There was one time he decided to buy me underwear. It was ugly as hell, high french cut, black, flowery, and lacy. Nothing a 13 or 14 year old girl would wear. I wondered why the hell he would buy me such ugly clothes, but it never occurred to me to question why my step-father was buying me underwear.
It never seemed to occur to my mother, either. She liked to remind me how he was trying to be nice and generous. She liked to remind me how his previous wife miscarried twin girls and how excited he was to have us (me and my sisters) to be a father to. I remember thinking he wasn’t my father and he had no reason to think he was.
As an adult and a parent thinking of these things, I have a range of emotions that go from icky to straight up anger and disgust. These thoughts also compound the already complicated emotions I have for my now deceased mother. I cannot imagine being with a man that picked out and bought my daughter(s) underwear or lingerie. I also can’t imagine having pictures of one of my daughters in said clothing.
I read recently that being overly independent is a sign of trauma. That those who refuse to ask for help are dealing with the trauma of never being able to trust or having anyone there to help, so they are constantly taking care of themselves. They -we- learned that we can only trust ourselves to do anything. No help is ever coming.
When I read this, I identified with it immediately. I will help anyone when asked as I know what it is like to not have help when I needed it. I also have an issue accepting or asking for help because so often I would scream with no voice and no one to save me. I have had no choice but to help myself. I realize the other memories as close calls to something more sinister. It is terrifying to think of what could have happened to me had those perpetrators been different men.

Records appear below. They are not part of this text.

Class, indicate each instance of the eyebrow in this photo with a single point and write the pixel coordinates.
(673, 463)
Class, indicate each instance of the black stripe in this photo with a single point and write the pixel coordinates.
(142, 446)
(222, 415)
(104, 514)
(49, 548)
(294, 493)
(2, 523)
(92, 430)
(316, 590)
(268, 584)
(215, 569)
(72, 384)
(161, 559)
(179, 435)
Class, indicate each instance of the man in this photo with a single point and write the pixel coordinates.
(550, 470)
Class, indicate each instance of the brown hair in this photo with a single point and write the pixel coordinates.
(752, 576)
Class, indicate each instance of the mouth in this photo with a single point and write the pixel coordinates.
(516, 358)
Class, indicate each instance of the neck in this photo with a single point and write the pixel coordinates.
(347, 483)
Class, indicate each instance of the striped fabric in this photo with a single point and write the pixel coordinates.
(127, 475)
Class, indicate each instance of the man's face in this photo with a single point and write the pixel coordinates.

So many questions populate my brain as to why none of them ever thought anything was amiss. For a long time I never thought I was a victim when I was a child, but now I see that I was or could have been quite easily.

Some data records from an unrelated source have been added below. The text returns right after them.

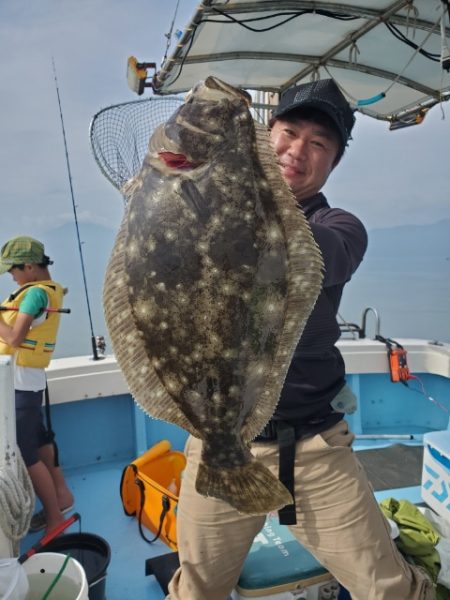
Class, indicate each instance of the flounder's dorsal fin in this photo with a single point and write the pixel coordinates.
(305, 282)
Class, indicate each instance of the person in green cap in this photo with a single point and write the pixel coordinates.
(29, 324)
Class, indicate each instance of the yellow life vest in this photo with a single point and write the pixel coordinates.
(37, 348)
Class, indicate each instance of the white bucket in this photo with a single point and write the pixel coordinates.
(43, 567)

I have been struggling for a few days on how to end this. So many things go through my mind that makes me want to ramble on about all the other things I have had to deal with. Most of them are repercussions of the things I spoke about here. Many of them I am not sure I want to explore at this time.
In the end, it comes down to rethinking how we raise our children. What we consider acceptable and what things we choose to look past. Perhaps we need to rethink the idea of loyalty and family and loyalty to family.
Perhaps some families don’t deserve loyalty at all.